Por cá, foi recentemente divulgada a iniciativa “Menstrual Equality for All” do Coletivo Feminista de Letras da Universidade do Porto que recolhe produtos de higiene feminina para serem distribuídos gratuitamente a partir de 8 de março, Dia das Mulheres, na Faculdade de Letras desta cidade. O coletivo defende, num dos posts do Facebook, que “ninguém deve ter que enfrentar a vergonha e o estigma que cercam a pobreza e a menstruação em geral, independentemente de idade ou género.”
Estamos em 2019 e a falta de literacia menstrual continua a acompanhar o crescimento das raparigas desde a adolescência até à vida adulta. O tabu em torno da menstruação permanece e os constrangimentos na vida de uma mulher pela falta de conhecimento, condições financeiras, sociais, de saneamento adequados, continuam a ser uma realidade. Mulher alguma deve ser obrigada a ficar em casa por não ter acesso a produtos de higiene íntima. Mulher alguma deve passar por esta limitação porque ela condiciona, baixa a autoestima e cria desigualdades sociais. Não tenho dúvidas de que a ideia ainda comum de que o período é uma maldição imposta sobre as mulheres vem destas limitações que continuam a não dignificar a vida das mulheres.

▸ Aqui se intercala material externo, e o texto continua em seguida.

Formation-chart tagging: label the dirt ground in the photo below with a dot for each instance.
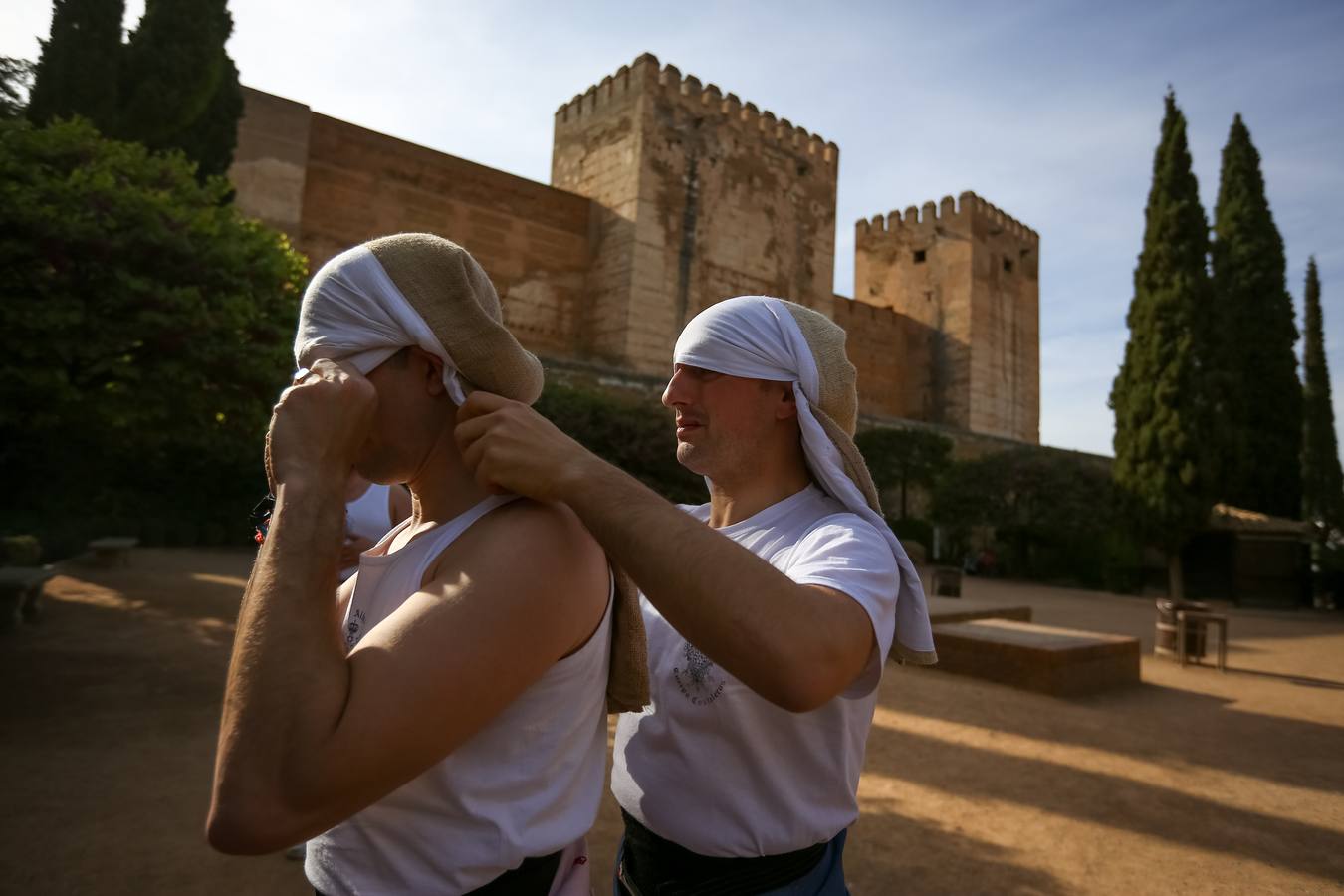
(1191, 782)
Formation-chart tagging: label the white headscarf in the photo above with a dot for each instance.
(353, 312)
(757, 337)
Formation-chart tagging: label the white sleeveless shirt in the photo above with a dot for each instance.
(529, 784)
(368, 516)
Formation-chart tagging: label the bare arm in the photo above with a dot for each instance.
(308, 735)
(794, 645)
(398, 504)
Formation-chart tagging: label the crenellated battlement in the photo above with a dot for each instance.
(953, 214)
(645, 76)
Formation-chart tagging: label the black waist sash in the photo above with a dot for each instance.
(533, 877)
(655, 866)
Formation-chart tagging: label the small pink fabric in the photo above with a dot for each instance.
(572, 877)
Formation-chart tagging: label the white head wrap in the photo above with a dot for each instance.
(759, 337)
(353, 312)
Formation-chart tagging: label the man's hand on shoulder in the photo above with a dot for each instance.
(511, 448)
(514, 594)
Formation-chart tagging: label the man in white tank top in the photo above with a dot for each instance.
(441, 726)
(771, 610)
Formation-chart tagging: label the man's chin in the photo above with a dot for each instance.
(690, 457)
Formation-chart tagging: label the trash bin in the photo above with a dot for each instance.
(1166, 634)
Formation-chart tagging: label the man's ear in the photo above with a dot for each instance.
(787, 406)
(433, 371)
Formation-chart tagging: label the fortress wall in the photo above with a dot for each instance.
(271, 160)
(531, 239)
(893, 354)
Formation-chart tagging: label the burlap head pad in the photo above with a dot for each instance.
(454, 296)
(836, 407)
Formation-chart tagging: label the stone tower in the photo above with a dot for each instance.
(701, 198)
(971, 274)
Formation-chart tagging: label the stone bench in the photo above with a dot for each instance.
(20, 594)
(945, 610)
(1064, 662)
(112, 551)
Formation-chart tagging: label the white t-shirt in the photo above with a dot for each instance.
(722, 772)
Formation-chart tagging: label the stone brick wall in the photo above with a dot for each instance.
(971, 276)
(271, 160)
(703, 198)
(669, 195)
(891, 353)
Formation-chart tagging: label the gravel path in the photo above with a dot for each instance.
(1193, 782)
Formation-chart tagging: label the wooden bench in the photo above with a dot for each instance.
(1189, 621)
(1064, 662)
(112, 551)
(20, 594)
(947, 581)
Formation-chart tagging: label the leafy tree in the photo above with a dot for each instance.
(634, 433)
(15, 85)
(145, 330)
(77, 70)
(1051, 511)
(1252, 362)
(903, 458)
(179, 87)
(1162, 411)
(1323, 484)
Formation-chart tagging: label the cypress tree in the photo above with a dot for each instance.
(1252, 367)
(179, 87)
(1162, 412)
(1323, 484)
(77, 70)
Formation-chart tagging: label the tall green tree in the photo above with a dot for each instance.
(1162, 412)
(15, 85)
(145, 330)
(1252, 364)
(179, 87)
(1323, 484)
(901, 458)
(80, 62)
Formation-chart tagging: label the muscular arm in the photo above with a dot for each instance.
(794, 645)
(311, 737)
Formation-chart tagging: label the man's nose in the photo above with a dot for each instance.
(675, 392)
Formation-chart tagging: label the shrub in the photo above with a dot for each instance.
(144, 326)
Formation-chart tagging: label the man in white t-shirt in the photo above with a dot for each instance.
(768, 627)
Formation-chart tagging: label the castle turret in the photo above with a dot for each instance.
(703, 198)
(971, 274)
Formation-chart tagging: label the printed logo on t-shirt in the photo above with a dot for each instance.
(353, 625)
(699, 680)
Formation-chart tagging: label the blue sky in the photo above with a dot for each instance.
(1047, 109)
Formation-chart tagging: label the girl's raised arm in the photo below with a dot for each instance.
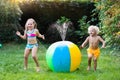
(39, 35)
(22, 36)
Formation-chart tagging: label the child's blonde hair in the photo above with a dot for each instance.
(93, 27)
(34, 22)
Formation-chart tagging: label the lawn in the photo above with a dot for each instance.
(11, 66)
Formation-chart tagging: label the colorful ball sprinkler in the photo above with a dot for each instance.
(63, 56)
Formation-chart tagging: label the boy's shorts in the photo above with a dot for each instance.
(30, 46)
(94, 52)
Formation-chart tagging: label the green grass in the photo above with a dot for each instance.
(11, 66)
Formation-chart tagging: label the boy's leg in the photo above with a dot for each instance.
(34, 56)
(26, 54)
(89, 61)
(95, 63)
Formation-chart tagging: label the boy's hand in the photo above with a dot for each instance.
(18, 33)
(43, 37)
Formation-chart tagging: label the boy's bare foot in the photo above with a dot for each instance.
(88, 68)
(37, 69)
(25, 68)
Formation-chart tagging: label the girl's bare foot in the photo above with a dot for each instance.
(88, 68)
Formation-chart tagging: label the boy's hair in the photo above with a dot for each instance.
(93, 27)
(34, 22)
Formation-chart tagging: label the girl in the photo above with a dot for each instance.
(93, 51)
(31, 32)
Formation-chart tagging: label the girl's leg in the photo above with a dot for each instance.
(26, 54)
(34, 56)
(95, 64)
(89, 61)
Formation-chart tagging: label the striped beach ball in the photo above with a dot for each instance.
(63, 56)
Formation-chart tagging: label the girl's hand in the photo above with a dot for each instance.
(43, 37)
(18, 33)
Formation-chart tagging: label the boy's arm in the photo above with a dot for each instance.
(85, 42)
(103, 42)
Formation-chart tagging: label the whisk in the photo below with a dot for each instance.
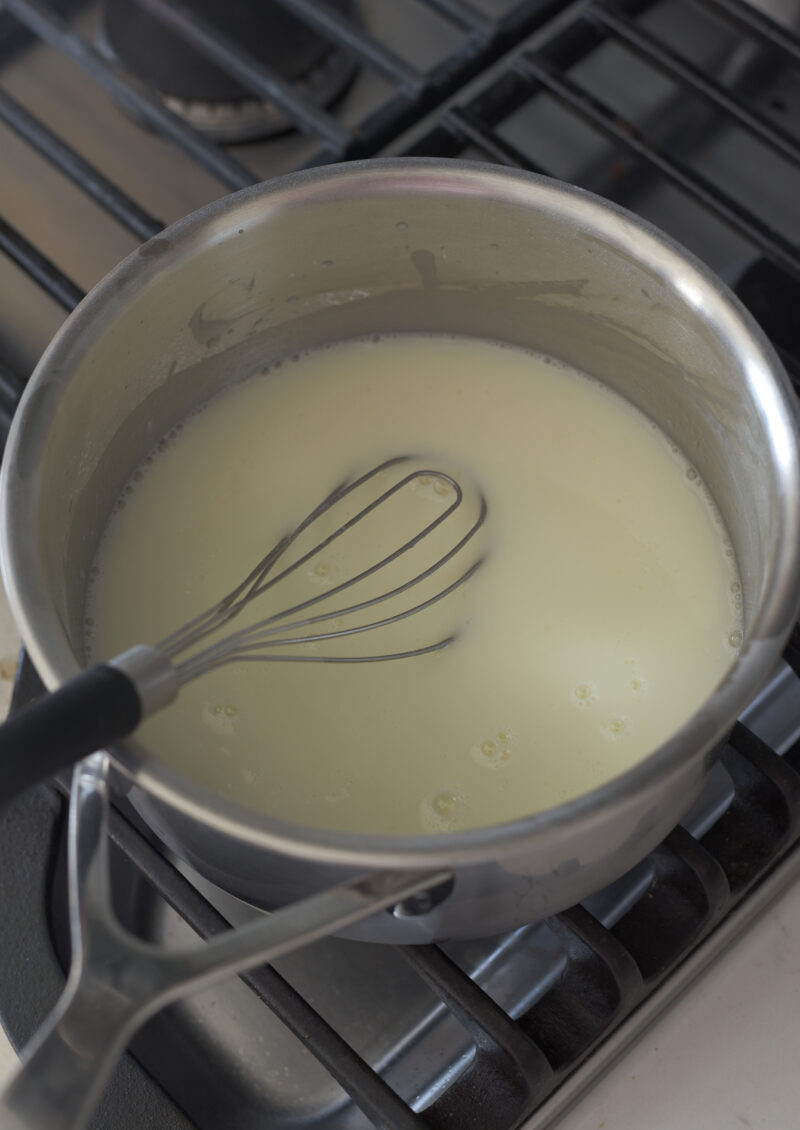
(107, 702)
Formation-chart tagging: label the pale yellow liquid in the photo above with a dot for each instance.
(606, 611)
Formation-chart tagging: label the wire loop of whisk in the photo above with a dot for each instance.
(278, 631)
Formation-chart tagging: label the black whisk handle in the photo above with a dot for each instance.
(88, 713)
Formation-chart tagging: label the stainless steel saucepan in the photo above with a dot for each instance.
(390, 246)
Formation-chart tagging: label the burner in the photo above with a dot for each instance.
(203, 95)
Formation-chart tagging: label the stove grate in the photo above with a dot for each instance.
(616, 957)
(410, 92)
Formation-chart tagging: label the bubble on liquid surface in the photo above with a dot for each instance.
(442, 810)
(584, 694)
(616, 728)
(220, 718)
(493, 753)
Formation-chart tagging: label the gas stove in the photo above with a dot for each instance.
(119, 118)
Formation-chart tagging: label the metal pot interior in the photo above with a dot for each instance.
(389, 248)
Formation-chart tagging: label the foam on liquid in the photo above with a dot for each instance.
(606, 611)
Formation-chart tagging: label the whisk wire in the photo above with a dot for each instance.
(255, 640)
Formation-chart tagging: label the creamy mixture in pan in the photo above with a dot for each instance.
(606, 609)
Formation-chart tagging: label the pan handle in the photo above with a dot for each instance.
(116, 981)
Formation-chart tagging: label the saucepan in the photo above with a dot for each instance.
(391, 246)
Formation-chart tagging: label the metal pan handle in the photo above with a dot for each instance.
(116, 981)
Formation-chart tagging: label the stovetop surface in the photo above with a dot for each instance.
(706, 147)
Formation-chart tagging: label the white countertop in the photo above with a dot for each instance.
(721, 1058)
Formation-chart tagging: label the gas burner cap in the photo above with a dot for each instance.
(250, 119)
(205, 96)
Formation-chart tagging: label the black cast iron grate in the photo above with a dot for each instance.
(608, 970)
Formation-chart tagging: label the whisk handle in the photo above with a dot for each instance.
(89, 712)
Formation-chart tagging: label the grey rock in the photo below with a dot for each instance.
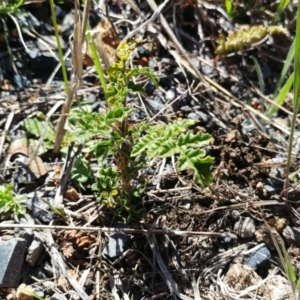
(258, 258)
(271, 186)
(156, 104)
(245, 227)
(34, 251)
(150, 88)
(152, 64)
(26, 233)
(57, 296)
(192, 116)
(11, 261)
(292, 235)
(170, 95)
(165, 81)
(117, 244)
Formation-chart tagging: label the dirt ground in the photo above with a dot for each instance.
(191, 243)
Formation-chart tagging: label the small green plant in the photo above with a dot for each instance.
(10, 202)
(122, 150)
(10, 6)
(244, 39)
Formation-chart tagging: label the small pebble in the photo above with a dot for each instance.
(170, 95)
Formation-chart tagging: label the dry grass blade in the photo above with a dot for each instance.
(164, 271)
(76, 76)
(124, 230)
(59, 262)
(179, 47)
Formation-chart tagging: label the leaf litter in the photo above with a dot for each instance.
(190, 243)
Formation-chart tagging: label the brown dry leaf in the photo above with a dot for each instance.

A menstruação é um ritual de passagem. É o primeiro ritual de passagem vivido pela mulher e deveria ser celebrado, em vez de silenciado ou envergonhado como acontece na Índia, no Reino Unido, em Portugal. E este silenciamento é fonte de problemas de ordem pessoal, social e ambiental.
Ainda hoje as raparigas e as mulheres falam sobre o período ao ouvido umas das outras, como se o assunto fosse vergonhoso, estranho ou inconveniente. A literacia menstrual deveria ser ensinada em casa e nas escolas com naturalidade, já que a menstruação é um processo fisiológico que acompanha as mulheres durante a maior parte das suas vidas e é um parâmetro de aferição da condição de saúde da mulher. Porquê esconder um ciclo natural que acontece todos os meses e está relacionado com os ciclos da natureza e os ciclos da lua? Ele é natural.
Mas para além das consequências negativas na vida profissional e pessoal, existem ainda outras consequências cujo impacto se reflete no ambiente. Enquanto o documentário mostrou as lixeiras acumuladas aqui e ali nos bairros na Índia para onde as mulheres mandam os trapos do período, deixados ao ar livre, no mundo ocidental são inúmeros os aplicadores de tampões que as mulheres mandam pela sanita abaixo em vez de os colocarem no lixo ou junto dos plásticos para reciclar. Parece impossível isto acontecer em sociedades desenvolvidas, mas é uma realidade. A bióloga portuguesa Ana Pêgo anunciou recentemente estar a iniciar um novo projeto artístico e de intervenção feito a partir da recolha de aplicadores de tampões. São muitos os que flutuam no mar e dão à costa. Não há razões nem desculpas para as mulheres deitarem pensos, tampões, invólucros e aplicadores pela sanita. Trata-se de um comportamento não sustentável nem consciente, quando já existem soluções ecológicas no mercado como os copos menstruais ou os pensos de pano reutilizáveis.
Se calhar foi preciso termos um documentário sobre a menstruação na Índia para as mulheres no ocidente olharem para o período como um assunto elementar e natural, que precisa ser desbloqueado. Antevemos, através deste filme premiado, a queda de um tabu? Acredito e espero que sim. Promovam-se discussões e fóruns sobre o período, façam-se filmes e canções sobre o sangue menstrual, o mais rico biofertilizante que a terra pode receber. E que o documentário traga com ele mais curiosidade e interesse, espaço para discussão e sabedoria partilhada sobre um assunto que para muitas mulheres ainda é difícil de entender, aceitar e resolver no quotidiano. Esse espaço faz falta.